When The Y combinator CEO, Harry Tan launched his first startup in the 2000s, he worked such long hours that he took anti-narcoleptic drugs just to stay awake. Today, he no longer needs pills to power his program thanks to the help of AI Tan, who says he only sleeps about four hours a night, waking up early to spend the first two hours checking one. team of autonomous AI agents. “I can do my full-time job, doing like eight, nine hour meetings and doing 10,000 lines of code on three different projects now,” Tan said while speaking at SXSW on Saturday (March 14).
AI’s advanced coding capabilities are also changing the way YC evaluates applicants for it prestigious flock of startup incubators. With intelligence now “on tap,” as Tan puts it, the accelerator is putting more weight on founders’ tastes, agency and product management skills. The next big founder “could be an English degree,” he said.

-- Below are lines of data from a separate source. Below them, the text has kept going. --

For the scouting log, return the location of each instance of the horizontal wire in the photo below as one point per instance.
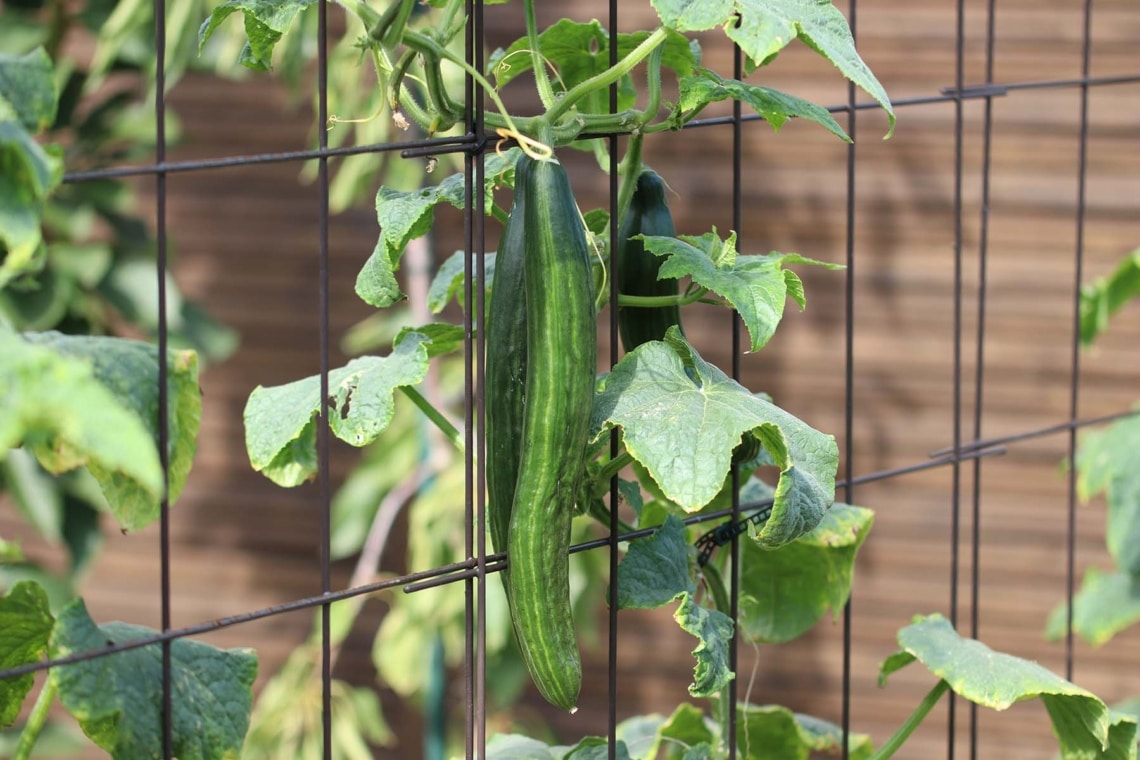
(1059, 427)
(469, 142)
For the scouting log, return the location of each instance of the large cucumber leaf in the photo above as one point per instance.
(1084, 726)
(117, 699)
(667, 400)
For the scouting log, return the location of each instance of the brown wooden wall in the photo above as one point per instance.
(246, 242)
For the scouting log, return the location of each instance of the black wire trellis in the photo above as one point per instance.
(729, 524)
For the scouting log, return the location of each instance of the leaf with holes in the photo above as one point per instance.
(25, 626)
(117, 699)
(786, 591)
(667, 399)
(706, 87)
(281, 433)
(266, 22)
(404, 217)
(1083, 725)
(764, 27)
(756, 286)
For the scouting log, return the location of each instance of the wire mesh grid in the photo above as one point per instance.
(967, 443)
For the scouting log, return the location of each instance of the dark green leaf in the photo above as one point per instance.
(27, 90)
(667, 399)
(25, 624)
(117, 699)
(281, 435)
(404, 217)
(786, 591)
(714, 629)
(1109, 460)
(1105, 296)
(1106, 604)
(1081, 721)
(656, 570)
(776, 107)
(266, 21)
(756, 286)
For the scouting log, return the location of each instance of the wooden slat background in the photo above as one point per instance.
(246, 248)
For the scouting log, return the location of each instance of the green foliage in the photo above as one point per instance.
(117, 699)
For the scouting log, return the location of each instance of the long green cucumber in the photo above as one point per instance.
(637, 268)
(506, 367)
(561, 362)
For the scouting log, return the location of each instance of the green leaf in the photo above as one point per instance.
(994, 679)
(764, 27)
(281, 434)
(773, 730)
(667, 399)
(656, 570)
(56, 406)
(1109, 460)
(1106, 604)
(776, 107)
(1105, 296)
(266, 22)
(117, 699)
(27, 90)
(714, 629)
(404, 217)
(25, 626)
(130, 370)
(756, 286)
(447, 285)
(786, 591)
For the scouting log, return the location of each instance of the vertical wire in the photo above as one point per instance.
(1075, 357)
(615, 530)
(474, 57)
(160, 155)
(849, 381)
(957, 425)
(469, 414)
(979, 357)
(323, 448)
(734, 577)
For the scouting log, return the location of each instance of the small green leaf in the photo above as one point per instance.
(656, 570)
(1109, 460)
(764, 27)
(117, 699)
(404, 217)
(130, 370)
(786, 591)
(1106, 604)
(266, 22)
(667, 399)
(447, 285)
(714, 629)
(1105, 296)
(25, 626)
(1081, 721)
(27, 90)
(756, 286)
(773, 730)
(776, 107)
(281, 434)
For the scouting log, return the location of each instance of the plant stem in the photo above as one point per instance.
(35, 720)
(656, 301)
(904, 732)
(609, 76)
(542, 78)
(434, 415)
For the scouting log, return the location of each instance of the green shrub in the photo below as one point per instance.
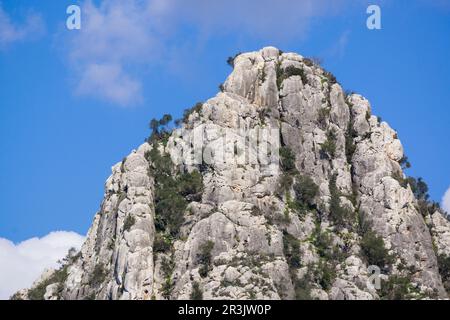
(364, 224)
(287, 160)
(204, 258)
(324, 114)
(322, 243)
(291, 249)
(395, 288)
(59, 277)
(285, 182)
(404, 163)
(350, 146)
(197, 293)
(444, 270)
(190, 185)
(167, 268)
(374, 250)
(129, 222)
(161, 244)
(325, 275)
(302, 289)
(331, 78)
(230, 60)
(283, 74)
(160, 129)
(306, 191)
(329, 146)
(339, 215)
(173, 191)
(195, 109)
(98, 276)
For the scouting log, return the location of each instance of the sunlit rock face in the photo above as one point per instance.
(257, 229)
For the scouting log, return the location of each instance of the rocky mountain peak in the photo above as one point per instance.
(281, 186)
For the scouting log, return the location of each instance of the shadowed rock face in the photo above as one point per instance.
(243, 238)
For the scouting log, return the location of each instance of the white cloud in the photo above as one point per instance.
(22, 264)
(110, 82)
(32, 27)
(120, 40)
(446, 201)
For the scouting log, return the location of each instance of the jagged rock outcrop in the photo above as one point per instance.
(253, 232)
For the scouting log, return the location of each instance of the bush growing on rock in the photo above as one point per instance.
(197, 293)
(444, 270)
(173, 191)
(339, 215)
(129, 222)
(374, 250)
(287, 160)
(98, 276)
(306, 191)
(204, 258)
(329, 146)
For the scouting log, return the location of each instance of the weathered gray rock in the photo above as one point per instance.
(262, 247)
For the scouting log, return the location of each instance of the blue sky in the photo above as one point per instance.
(74, 103)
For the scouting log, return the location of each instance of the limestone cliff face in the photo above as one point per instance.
(248, 235)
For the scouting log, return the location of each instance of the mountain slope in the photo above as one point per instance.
(211, 211)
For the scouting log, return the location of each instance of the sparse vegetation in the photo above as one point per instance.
(204, 258)
(98, 276)
(329, 146)
(230, 60)
(396, 288)
(350, 146)
(167, 268)
(195, 109)
(129, 222)
(444, 270)
(58, 277)
(339, 215)
(291, 248)
(172, 192)
(283, 74)
(197, 293)
(161, 243)
(306, 191)
(324, 114)
(287, 160)
(160, 129)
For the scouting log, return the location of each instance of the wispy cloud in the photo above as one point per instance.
(11, 32)
(338, 50)
(22, 264)
(116, 38)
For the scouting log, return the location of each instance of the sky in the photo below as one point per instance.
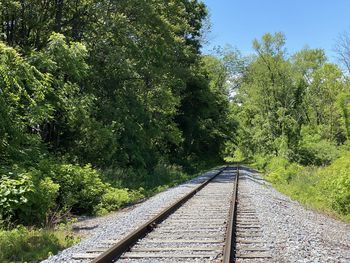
(312, 23)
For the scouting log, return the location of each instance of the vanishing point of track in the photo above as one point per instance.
(200, 227)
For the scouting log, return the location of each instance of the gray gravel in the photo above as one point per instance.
(296, 234)
(117, 225)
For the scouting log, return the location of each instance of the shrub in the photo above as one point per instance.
(31, 245)
(115, 198)
(13, 194)
(336, 181)
(81, 188)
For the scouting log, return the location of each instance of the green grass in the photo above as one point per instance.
(325, 189)
(32, 245)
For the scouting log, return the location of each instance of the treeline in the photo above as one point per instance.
(294, 120)
(97, 96)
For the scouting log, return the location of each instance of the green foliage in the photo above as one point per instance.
(81, 188)
(13, 194)
(314, 150)
(326, 189)
(337, 182)
(115, 198)
(31, 245)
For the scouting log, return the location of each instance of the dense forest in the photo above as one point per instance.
(103, 103)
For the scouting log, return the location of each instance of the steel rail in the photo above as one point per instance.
(230, 239)
(124, 245)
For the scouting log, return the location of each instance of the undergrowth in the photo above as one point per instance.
(324, 188)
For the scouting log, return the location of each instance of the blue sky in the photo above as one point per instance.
(315, 23)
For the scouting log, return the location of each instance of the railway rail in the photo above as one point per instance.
(200, 227)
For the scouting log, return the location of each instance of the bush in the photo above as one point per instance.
(81, 188)
(31, 245)
(336, 181)
(27, 197)
(313, 150)
(13, 194)
(116, 198)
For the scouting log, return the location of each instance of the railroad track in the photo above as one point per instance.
(200, 227)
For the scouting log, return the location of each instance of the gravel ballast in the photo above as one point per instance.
(295, 234)
(118, 225)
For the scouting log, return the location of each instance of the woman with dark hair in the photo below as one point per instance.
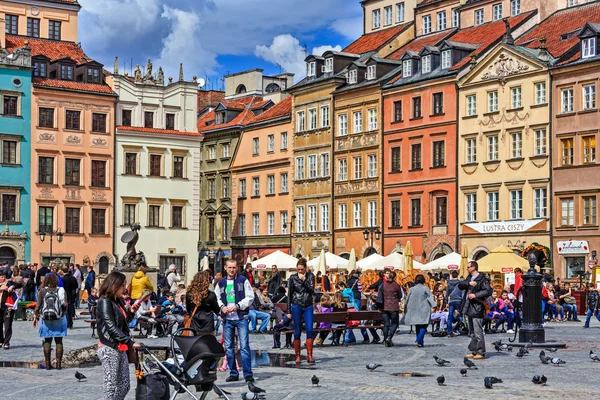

YC is known for incubating extremely successful startups such as Airbnb, Doordash, Coinbase AND Instacart. Every four months, she leads 13-week cohorts of promising companies that receive $500,000 in funding and mentorship from YC partners.
Tan himself has moved into just about every role in that ecosystem. He first joined YC as a founder in 2008 with his blogging platform Posterous, then became a partner between 2010 and 2015. After leaving to build Initialized Capital, the venture capital firm he co-founded with the co-founder of Reddit Alexis Ohanianhe returned in 2023 to lead the accelerator as CEO.
His tenure has coincided with a period of rapid change as AI dramatically increases coding productivity. Tan said he’s already seeing the impact within YC: in some groups, roughly half of the startups are now producing 10,000 to 20,000 lines of code a day. However, not everyone in tech is keen. “I have software engineer friends who are in denial,” Tan said, urging coders to adopt AI tools to increase their output.
This shift in tools is reframing what YC looks for in founders. “I care less and less what university someone went to, or even where they worked,” Tan said. The traditionally impressive signs – a degree at Harvard or Stanford, stands at Google OR Meta– they no longer carry the weight they used to carry. Instead, he is more interested in a candidate Github repository, a living record of their code, files, and documentation.
AI is also changing YC’s long-standing preference for multi-founder teams. Co-founders remain ideal, Tan said, because they can support each other through the stress of building a company. But he added that AI’s extensive capabilities are making strong solo founders more sustainable, showing that Peter Steinbergerthe sole founder of OpenClaw, who has launched dozens of other projects, for example. Steinberger recently joined OpenAI to lead its personal agent division.
Because YC is often a hub for Silicon Valley, these shifts are beyond its portfolio. The accelerator has backed more than 5,000 startups with a combined valuation of $1 trillion, with more than 5.5 percent will become unicorns. Its alumni network includes figures such as OpenAIS ‘ Sam Altman (who served as president of YC from 2014 to 2019) and Airbnb’s Brian Chesky.
YC’s footprint may soon expand geographically as well. While the incubator has long been synonymous with its San Francisco headquarters, Tan suggested that new centers could be on the horizon, citing Austin, Texas and Boston as possible locations. The organization already has a presence in the latter, having hired Ankit Gupta last year as its first full-time partner based in Cambridge, Mass., adjacent to Boston.